Slope-only absvars ("state#c.time") have poor numerical stability and slow convergence. If you need those, either i) increase tolerance or ii) use slope-and-intercept absvars ("state##c.time"), even if the intercept is redundant. For instance if absvar is "i.zipcode i.state##c.time" then i.state is redundant given i.zipcode, but convergence will still be much faster.

Description

hdfe computes the residuals of a set of variables with respect to multiple levels of fixed effects. It is a generalization of the within transformation done by areg and xtreg,fe for more than one fixed effect, also allowing for multiple heterogeneous intercepts.

hdfe is a programmers' routine that serves as a building block to other regression packages so they can support multiple fixed effects (see for instance {search binscatter}, regife and {search poi2hdfe}). It contains the same code underlying reghdfe and exposes most of its functionality and options.

It also computes the degrees-of-freedom absorbed by the fixed effects and stores them in e(df_a).

It works well with other building-block packages such as avar (from SSC).

Example Usage

Suppose you want to replicate reghdfe. Then, you would do:

sysuse auto, clear
* Benchmark
reghdfe price weight length, a(turn trunk)
* Demean variables
hdfe price weight length, a(turn trunk) gen(RESID_)
local df_a = e(df_a)
* Run regression
quietly regress RESID_*, nocons
* Fix degrees-of-freedom
local df_r = e(df_r) - `df_a'
matrix b = e(b)
matrix V = e(V) * e(df_r) / `df_r'
ereturn post b V, dep(price) obs(`c(N)') dof(`df_r')
ereturn display

Stored results

hdfe stores the following in e():

Scalars
e(df_a) degrees of freedom lost due to the fixed effects (taking into account the cluster structure and whether the FEs are nested within the clusters)
e(N_hdfe) number of sets of fixed effects
Macros
e(absvars) canonical expansion of the fixed effects
e(extended_absvars) expansion of the fixed effects separating heterogeneous slopes (e.g. y##c.z is expanded to y y#c.z)

Author

Sergio Correia
Fuqua School of Business, Duke University
Email: sergio.correia@duke.edu

User Guide

A copy of this help file, as well as a more in-depth user guide is in development and will be available at "http://scorreia.com/reghdfe".

Latest Updates

hdfe is updated frequently, and upgrades or minor bug fixes may not be immediately available in SSC. To check or contribute to the latest version of hdfe, explore the Github repository.

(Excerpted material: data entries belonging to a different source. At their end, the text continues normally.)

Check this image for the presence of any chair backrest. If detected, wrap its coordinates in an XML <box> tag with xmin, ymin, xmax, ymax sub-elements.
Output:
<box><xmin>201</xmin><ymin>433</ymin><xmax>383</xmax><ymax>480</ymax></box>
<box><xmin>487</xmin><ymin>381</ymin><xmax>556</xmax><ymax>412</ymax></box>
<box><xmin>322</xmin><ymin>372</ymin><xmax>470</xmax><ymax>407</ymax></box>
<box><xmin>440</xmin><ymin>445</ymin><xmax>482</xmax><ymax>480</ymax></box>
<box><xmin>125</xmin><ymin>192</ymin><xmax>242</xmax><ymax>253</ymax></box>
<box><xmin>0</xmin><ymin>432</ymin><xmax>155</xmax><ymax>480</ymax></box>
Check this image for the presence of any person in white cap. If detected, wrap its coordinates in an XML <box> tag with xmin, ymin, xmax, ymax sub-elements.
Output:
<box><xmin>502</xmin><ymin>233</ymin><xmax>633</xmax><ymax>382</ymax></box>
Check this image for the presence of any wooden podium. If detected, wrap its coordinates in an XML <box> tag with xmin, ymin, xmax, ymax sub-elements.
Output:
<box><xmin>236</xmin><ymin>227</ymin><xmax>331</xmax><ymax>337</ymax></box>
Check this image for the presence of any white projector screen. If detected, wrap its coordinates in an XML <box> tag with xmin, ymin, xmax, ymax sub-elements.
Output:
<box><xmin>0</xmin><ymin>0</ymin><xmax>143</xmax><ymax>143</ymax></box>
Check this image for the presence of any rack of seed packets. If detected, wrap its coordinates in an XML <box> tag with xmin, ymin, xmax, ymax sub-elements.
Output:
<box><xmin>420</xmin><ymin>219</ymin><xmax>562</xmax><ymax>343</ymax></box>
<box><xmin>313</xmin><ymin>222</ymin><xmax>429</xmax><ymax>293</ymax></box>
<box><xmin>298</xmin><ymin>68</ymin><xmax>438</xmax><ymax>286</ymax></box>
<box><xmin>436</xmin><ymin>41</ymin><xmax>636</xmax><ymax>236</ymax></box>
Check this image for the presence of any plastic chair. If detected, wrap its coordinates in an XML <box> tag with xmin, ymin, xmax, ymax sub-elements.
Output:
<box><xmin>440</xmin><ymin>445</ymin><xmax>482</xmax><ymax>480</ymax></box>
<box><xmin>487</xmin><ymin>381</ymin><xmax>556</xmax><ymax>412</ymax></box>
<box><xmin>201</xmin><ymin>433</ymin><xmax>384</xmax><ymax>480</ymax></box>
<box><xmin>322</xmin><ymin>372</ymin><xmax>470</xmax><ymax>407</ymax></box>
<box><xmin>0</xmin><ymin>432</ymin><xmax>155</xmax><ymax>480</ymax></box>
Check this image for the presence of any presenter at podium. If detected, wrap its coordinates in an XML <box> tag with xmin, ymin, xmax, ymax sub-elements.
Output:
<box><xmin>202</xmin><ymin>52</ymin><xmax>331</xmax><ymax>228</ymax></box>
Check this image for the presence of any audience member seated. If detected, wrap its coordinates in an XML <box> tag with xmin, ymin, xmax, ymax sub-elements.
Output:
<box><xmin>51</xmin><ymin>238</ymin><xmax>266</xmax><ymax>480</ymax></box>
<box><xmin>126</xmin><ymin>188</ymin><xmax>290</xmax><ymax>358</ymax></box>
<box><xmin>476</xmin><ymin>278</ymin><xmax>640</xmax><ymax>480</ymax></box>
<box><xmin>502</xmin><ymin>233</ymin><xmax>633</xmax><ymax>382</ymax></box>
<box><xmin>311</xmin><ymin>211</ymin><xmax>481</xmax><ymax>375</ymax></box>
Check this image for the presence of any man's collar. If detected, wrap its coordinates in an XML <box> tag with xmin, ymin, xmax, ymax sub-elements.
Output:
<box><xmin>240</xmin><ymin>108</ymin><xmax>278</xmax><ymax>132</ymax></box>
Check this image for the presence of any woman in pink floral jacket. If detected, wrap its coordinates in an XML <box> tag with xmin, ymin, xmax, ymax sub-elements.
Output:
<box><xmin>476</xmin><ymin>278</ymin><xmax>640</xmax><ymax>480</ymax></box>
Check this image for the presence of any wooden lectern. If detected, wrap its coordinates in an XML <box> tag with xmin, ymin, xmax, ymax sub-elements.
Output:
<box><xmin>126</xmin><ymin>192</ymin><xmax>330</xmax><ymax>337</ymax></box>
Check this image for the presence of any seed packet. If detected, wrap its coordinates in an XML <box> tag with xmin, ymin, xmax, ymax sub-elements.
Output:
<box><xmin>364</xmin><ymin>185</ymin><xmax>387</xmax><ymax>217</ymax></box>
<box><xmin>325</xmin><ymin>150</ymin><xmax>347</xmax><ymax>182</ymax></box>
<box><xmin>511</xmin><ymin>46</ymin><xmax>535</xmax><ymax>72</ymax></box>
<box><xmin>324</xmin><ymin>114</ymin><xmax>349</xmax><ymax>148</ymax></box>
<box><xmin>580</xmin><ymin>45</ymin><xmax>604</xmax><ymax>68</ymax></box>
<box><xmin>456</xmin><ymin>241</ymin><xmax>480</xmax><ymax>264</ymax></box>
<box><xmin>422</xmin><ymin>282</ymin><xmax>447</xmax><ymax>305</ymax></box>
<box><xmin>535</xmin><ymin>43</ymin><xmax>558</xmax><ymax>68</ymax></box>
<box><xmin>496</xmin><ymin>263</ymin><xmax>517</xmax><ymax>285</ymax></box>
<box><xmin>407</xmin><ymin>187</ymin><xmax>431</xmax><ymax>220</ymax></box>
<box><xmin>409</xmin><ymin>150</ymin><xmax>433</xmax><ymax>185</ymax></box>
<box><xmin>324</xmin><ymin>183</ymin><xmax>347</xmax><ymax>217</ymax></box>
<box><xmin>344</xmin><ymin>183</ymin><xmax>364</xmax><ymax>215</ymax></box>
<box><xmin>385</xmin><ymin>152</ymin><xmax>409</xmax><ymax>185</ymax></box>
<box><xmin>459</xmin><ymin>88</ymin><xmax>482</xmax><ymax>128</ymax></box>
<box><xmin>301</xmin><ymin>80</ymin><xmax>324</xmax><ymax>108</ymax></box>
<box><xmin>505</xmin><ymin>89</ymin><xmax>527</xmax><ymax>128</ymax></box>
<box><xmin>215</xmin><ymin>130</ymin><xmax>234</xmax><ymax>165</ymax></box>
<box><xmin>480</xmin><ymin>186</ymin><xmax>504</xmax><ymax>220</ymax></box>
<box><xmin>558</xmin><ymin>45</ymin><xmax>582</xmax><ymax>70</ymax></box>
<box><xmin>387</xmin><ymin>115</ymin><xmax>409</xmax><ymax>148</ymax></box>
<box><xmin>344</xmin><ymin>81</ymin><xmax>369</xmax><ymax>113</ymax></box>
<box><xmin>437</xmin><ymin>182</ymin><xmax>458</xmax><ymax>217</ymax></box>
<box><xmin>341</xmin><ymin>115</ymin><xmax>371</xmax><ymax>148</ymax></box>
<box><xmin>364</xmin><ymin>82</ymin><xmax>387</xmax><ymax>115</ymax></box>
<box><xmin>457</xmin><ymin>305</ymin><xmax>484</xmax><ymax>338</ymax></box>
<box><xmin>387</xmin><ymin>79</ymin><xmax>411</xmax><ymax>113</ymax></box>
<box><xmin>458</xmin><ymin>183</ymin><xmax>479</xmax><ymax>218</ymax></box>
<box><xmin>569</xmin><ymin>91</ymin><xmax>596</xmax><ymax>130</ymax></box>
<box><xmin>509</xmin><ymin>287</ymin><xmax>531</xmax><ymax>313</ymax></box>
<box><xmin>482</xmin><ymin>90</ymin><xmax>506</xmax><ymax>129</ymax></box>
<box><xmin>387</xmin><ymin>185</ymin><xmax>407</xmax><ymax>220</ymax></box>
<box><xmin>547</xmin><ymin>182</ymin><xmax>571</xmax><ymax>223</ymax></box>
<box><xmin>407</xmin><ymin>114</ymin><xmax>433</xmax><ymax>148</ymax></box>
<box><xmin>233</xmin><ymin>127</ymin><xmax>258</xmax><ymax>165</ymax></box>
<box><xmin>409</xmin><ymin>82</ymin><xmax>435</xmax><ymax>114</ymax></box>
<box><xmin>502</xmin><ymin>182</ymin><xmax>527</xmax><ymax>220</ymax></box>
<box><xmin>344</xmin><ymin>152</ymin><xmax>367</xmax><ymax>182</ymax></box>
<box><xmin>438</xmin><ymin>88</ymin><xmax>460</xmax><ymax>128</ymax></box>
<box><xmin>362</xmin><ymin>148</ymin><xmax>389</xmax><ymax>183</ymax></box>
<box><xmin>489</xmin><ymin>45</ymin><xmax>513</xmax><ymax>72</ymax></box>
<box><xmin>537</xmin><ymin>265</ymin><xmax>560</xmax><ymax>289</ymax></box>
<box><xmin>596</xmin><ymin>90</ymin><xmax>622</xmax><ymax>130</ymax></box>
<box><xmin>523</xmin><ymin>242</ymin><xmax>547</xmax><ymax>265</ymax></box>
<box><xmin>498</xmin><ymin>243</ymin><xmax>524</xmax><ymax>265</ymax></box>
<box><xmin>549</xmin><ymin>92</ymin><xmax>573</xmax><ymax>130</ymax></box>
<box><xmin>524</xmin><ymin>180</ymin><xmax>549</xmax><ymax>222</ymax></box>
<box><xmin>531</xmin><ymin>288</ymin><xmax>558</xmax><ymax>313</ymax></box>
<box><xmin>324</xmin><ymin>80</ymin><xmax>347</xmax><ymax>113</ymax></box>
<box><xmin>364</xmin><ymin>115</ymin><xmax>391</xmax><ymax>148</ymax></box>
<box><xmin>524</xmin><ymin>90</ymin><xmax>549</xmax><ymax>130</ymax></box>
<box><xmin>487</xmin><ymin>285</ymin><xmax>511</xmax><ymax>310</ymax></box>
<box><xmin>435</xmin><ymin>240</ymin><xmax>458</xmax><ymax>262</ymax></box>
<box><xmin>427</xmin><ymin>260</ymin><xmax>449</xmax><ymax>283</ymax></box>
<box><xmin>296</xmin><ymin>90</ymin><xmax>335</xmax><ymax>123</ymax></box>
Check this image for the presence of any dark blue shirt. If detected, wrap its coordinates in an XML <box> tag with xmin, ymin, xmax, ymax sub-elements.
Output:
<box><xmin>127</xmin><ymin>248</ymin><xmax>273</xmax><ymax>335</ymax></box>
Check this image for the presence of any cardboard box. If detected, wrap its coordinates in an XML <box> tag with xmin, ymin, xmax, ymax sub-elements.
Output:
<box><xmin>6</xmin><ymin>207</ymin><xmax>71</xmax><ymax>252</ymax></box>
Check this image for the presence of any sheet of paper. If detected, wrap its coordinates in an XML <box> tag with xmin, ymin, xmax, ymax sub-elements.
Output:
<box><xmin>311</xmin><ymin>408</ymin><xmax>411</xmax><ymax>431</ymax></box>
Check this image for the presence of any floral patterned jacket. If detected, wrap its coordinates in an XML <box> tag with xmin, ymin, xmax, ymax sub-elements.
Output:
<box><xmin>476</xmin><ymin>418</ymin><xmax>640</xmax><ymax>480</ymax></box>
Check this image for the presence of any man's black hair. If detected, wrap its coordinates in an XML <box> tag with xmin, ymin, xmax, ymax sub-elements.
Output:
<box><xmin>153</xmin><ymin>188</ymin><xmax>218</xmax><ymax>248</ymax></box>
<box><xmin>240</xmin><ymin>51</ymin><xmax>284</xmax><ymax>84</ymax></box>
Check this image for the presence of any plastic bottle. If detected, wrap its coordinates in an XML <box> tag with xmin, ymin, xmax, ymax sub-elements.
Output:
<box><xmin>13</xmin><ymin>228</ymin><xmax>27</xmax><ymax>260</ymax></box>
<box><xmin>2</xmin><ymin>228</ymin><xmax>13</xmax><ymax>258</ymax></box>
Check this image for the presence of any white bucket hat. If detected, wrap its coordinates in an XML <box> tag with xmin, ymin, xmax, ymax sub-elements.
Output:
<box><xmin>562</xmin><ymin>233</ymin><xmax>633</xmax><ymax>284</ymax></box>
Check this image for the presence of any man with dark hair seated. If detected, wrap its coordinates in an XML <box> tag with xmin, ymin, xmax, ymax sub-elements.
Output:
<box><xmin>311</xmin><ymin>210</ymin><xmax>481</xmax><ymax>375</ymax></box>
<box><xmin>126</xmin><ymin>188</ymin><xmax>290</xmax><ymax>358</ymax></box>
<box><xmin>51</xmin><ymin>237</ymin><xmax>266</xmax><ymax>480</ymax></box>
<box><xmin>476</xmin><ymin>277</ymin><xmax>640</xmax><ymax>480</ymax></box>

Bugs or missing features can be discussed through email or at the Github issue tracker.

To see your current version and installed dependencies, type reghdfe, version

Acknowledgements

This package wouldn't have existed without the invaluable feedback and contributions of Paulo Guimaraes, Amine Ouazad, Mark Schaffer and Kit Baum. Also invaluable are the great bug-spotting abilities of many users.